Grell: Wer einmal das Elend der unter schrecklichen Bedingungen lebenden Streuner vor Ort gesehen hat, wird, wenn er nicht total emotionslos und abgestumpft ist, seine Meinung revidieren müssen. Oftmals sind es Unwissenheit oder Ignoranz und Bequemlichkeit, alles im Zusammenhang mit Auslandstierschutz in Bausch und Bogen zu verdammen! Das Argument, es wären im eigenen Land genug Tiere vorhanden, kann angesichts einer moralischen und ethischen Verpflichtung zu helfen, keine Gültigkeit haben.

krone.at: Leider gibt es auch unter den Tierschutzvereinen schwarze Schafe, die mit Vierbeinern aus dem Ausland Geld verdienen wollen.
Grell: Natürlich ist die Integrität eines Tierschutzvereins zu überprüfen und die Spreu vom Weizen zu trennen.
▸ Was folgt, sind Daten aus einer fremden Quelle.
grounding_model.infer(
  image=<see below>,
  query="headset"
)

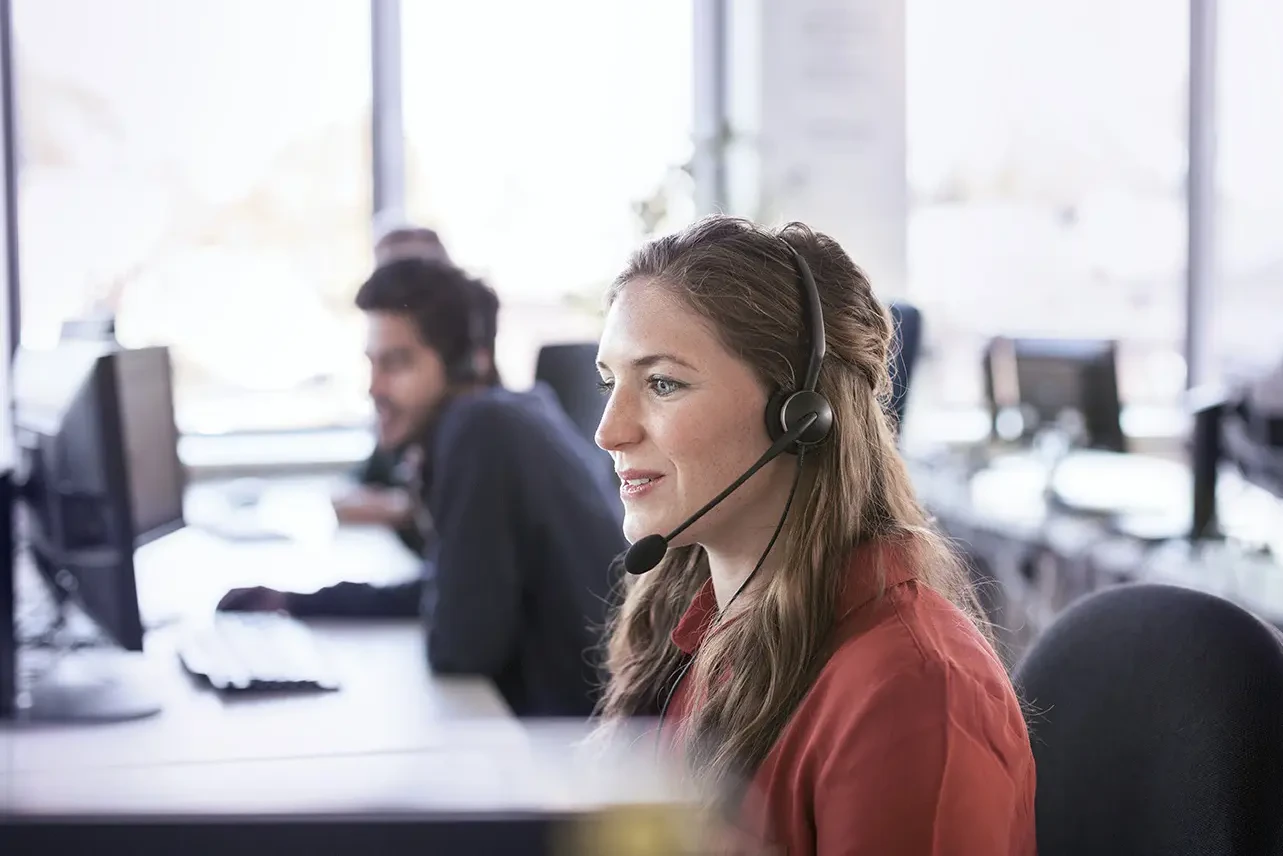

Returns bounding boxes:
[624,239,833,574]
[445,286,493,384]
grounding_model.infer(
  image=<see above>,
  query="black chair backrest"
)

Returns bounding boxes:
[887,303,922,426]
[535,341,606,441]
[1015,584,1283,856]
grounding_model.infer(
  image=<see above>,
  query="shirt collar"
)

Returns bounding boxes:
[670,543,915,655]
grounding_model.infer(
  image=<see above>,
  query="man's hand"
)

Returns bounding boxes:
[332,488,412,529]
[217,585,289,612]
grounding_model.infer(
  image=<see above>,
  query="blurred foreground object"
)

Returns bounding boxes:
[0,720,712,856]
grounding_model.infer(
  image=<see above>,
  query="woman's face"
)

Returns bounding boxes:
[597,280,792,549]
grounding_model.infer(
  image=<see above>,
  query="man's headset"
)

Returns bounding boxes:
[624,241,833,574]
[445,285,493,384]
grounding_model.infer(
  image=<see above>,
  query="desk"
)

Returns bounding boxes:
[0,479,523,812]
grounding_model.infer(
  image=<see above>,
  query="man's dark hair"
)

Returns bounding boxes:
[357,258,499,384]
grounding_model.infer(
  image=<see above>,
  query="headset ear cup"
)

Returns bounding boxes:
[777,389,833,447]
[766,390,792,443]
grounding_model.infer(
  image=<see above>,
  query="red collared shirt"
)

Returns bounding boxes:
[665,551,1037,856]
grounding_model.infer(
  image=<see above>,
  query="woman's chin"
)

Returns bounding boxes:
[624,515,671,544]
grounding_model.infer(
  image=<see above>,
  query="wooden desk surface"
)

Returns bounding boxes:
[9,721,680,819]
[0,479,522,810]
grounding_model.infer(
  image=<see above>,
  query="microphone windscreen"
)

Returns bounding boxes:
[624,535,668,574]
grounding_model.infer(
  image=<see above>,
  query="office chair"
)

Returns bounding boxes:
[535,341,606,441]
[887,303,922,430]
[1015,584,1283,856]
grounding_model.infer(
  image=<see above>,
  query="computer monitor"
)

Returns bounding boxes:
[5,340,185,719]
[984,338,1126,452]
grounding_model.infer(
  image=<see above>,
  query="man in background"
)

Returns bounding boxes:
[219,258,626,716]
[334,218,487,553]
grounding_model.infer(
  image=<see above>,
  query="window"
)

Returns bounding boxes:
[1212,0,1283,376]
[402,0,694,386]
[907,0,1185,408]
[14,0,371,432]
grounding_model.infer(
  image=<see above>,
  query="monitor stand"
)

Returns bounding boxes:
[17,647,162,723]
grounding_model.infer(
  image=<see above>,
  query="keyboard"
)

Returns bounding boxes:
[178,612,339,693]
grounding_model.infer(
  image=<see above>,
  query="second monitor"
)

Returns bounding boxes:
[9,341,185,719]
[984,338,1126,452]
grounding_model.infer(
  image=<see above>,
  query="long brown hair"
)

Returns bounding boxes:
[600,217,988,788]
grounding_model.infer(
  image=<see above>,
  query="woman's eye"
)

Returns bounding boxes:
[650,377,681,398]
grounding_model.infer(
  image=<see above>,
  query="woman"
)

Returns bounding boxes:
[597,217,1035,856]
Wir arbeiten ehrenamtlich Tag für Tag zum Wohle der Tiere, bekommen keinerlei Subventionen, verursachen aber auch niemandem Kosten - denn wir tragen für unsere Tiere lebenslang Verantwortung und tun wirklich alles, damit absolut kein Tier in einem unserer Tierheime landet - wir sichern uns diesbezüglich auch vertraglich ab. Tierschutzvereine, die Auslandstierschutz betreiben, alle in einen Topf zu werfen, halte ich für fatal!

krone.at: Was wünschen Sie sich vom Gesetzgeber im Hinblick auf die Abwicklung von grenzüberschreitendem Tierschutz?
Grell: Die Akzeptanz, dass Tierschutz allerorts wichtig und ethisch und moralisch zwingend ist. Dafür Sorge zu tragen, dass sich in der Öffentlichkeit kein Rassismus gegen Tiere aus dem Ausland entwickelt... Und ein Gütesigel für Tierschutzvereine zu schaffen, das eine Qualitätssicherung ausweist und eine Abgrenzung von illegalen Händlern garantiert. Meiner Meinung nach muss bereits bestehendes Leben, egal welcher Herkunft, geschützt werden. Die Menschen durch Werbekampagnen dahingehend zu lenken, ausschließlich beim Züchter zu kaufen, fördert lediglich die Nachproduktion und nimmt jenem Hund und jeder Katze, die schon unverschuldet ihr Dasein fristen, jegliche Perspektive auf ein artgerechtes Leben.